In all societies throughout history the teacher has been accorded a prominent place.  He is bearer of wisdom, guide and mentor.  But if you look closely at the most revered teachers, such as Christ, Buddha, Mohammed and Krishna, you find that they did not sit on a pedestal and hand out wisdom. They lived among their disciples, sharing thoughts, working beside them, fighting battles, experiencing pain and suffering, begging for alms. They encouraged discussion, pushed their disciples to think independently and to become powerful agents of change. If they had not, their teachings would never have survived, for their students continued to spread those teachings long after the teacher disappeared. Because they had co-learned those philosophies, adapting them to the reality of their time and place, they were able to create their own vision through the ages and keep those precepts alive.

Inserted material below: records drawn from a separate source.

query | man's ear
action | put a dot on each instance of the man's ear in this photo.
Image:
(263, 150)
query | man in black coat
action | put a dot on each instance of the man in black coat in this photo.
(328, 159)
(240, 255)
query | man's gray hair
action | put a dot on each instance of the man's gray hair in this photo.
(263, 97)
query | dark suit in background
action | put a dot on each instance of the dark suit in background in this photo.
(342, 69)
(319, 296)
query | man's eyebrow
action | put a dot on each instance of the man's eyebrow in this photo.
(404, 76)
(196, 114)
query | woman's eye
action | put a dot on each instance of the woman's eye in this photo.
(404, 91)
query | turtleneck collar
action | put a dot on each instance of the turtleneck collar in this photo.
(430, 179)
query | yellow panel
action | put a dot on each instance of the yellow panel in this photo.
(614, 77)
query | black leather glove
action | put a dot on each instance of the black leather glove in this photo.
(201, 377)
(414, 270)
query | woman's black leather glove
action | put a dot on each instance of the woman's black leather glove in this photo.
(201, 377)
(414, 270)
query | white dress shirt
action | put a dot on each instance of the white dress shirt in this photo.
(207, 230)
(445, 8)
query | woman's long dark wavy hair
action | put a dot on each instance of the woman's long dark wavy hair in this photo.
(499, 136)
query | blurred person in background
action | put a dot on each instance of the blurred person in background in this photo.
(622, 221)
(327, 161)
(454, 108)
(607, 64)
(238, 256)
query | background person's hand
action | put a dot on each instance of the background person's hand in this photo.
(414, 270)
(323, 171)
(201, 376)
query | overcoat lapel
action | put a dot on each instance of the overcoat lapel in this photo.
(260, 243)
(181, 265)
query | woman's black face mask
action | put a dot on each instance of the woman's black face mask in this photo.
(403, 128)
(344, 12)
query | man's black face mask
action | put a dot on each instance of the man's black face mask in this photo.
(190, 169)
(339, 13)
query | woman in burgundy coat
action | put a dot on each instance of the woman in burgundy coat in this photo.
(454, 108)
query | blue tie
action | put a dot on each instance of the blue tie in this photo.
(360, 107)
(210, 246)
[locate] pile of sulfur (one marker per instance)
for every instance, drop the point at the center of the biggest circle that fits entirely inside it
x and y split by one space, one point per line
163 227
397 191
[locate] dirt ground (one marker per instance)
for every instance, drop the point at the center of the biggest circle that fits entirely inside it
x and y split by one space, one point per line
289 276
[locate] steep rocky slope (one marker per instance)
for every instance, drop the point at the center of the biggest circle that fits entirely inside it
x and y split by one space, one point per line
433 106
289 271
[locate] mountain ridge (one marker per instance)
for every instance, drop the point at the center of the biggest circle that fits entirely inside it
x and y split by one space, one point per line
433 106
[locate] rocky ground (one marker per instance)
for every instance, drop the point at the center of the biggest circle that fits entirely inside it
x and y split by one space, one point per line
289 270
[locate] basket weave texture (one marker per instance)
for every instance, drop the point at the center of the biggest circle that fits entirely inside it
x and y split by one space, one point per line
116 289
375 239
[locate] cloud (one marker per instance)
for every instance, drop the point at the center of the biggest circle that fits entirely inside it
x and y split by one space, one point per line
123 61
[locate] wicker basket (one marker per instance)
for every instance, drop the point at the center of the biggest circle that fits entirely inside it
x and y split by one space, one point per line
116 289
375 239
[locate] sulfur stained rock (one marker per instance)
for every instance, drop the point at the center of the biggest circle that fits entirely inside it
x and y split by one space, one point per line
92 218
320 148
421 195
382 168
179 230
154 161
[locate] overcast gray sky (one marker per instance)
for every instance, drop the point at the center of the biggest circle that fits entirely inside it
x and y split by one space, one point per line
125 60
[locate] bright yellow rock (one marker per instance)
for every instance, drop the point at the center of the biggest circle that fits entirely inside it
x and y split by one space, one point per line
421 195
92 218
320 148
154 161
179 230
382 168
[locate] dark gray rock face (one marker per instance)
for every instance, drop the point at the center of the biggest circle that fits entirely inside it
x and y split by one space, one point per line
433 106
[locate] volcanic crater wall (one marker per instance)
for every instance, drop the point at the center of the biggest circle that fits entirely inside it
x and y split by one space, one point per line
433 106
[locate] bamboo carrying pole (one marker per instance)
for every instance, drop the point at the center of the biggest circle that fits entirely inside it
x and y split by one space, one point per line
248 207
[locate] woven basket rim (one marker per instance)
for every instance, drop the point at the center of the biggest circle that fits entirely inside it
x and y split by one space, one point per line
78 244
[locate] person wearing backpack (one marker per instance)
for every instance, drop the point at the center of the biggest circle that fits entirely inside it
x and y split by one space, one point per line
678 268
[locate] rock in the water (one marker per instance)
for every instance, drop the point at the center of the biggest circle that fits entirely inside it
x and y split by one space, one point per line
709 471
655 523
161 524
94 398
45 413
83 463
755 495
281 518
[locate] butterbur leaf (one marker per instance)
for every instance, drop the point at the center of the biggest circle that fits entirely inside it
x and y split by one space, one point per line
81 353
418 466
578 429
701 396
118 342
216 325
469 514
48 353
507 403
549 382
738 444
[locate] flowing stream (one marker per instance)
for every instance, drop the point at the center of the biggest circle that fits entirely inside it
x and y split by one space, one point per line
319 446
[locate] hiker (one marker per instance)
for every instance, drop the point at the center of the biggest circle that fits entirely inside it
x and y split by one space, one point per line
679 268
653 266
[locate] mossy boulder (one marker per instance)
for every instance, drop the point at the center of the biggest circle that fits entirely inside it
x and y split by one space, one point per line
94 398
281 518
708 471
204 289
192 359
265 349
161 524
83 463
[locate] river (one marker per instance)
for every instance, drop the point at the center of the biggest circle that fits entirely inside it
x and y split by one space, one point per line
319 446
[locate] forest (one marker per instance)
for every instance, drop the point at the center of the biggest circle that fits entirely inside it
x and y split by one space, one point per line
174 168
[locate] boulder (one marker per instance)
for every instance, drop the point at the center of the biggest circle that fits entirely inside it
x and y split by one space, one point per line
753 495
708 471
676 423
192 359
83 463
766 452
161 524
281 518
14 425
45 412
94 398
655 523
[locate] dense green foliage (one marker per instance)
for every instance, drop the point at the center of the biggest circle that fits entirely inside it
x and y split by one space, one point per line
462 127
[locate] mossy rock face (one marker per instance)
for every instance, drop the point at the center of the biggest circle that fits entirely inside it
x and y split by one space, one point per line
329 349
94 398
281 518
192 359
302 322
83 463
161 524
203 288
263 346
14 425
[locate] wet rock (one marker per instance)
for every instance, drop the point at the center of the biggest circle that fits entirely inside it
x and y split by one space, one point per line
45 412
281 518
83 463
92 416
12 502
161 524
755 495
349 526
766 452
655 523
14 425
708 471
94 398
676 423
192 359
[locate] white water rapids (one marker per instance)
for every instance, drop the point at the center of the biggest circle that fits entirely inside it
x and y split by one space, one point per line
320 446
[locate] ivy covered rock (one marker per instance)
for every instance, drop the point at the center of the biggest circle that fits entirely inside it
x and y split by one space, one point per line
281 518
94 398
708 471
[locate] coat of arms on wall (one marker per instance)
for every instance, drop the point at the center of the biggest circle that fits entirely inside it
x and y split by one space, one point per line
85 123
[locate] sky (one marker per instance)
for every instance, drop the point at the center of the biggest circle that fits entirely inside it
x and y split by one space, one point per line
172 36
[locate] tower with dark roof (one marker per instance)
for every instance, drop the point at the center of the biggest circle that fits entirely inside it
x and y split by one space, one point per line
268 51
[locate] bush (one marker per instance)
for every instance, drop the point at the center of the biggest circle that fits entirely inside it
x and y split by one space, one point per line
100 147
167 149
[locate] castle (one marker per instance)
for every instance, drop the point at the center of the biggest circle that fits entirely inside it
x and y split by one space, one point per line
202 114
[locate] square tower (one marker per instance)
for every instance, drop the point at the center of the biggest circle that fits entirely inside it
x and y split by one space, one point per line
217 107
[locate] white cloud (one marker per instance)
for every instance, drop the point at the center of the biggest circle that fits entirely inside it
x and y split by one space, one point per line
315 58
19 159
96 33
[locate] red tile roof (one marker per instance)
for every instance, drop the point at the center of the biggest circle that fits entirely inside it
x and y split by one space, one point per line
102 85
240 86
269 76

We are all teachers to someone, whether our children, our employees, our patients, our friends, and we are also students who continue to learn until the very end of our lives. Perhaps in my eagerness to share my hard gained experience with my student teachers, I am becoming didactic. It is important to remember in both roles that we need to be open to those around us, to never feel we know all there is to know, and to be humble enough to acknowledge the wisdom of those we seek to teach, as well as those from whom we seek to learn.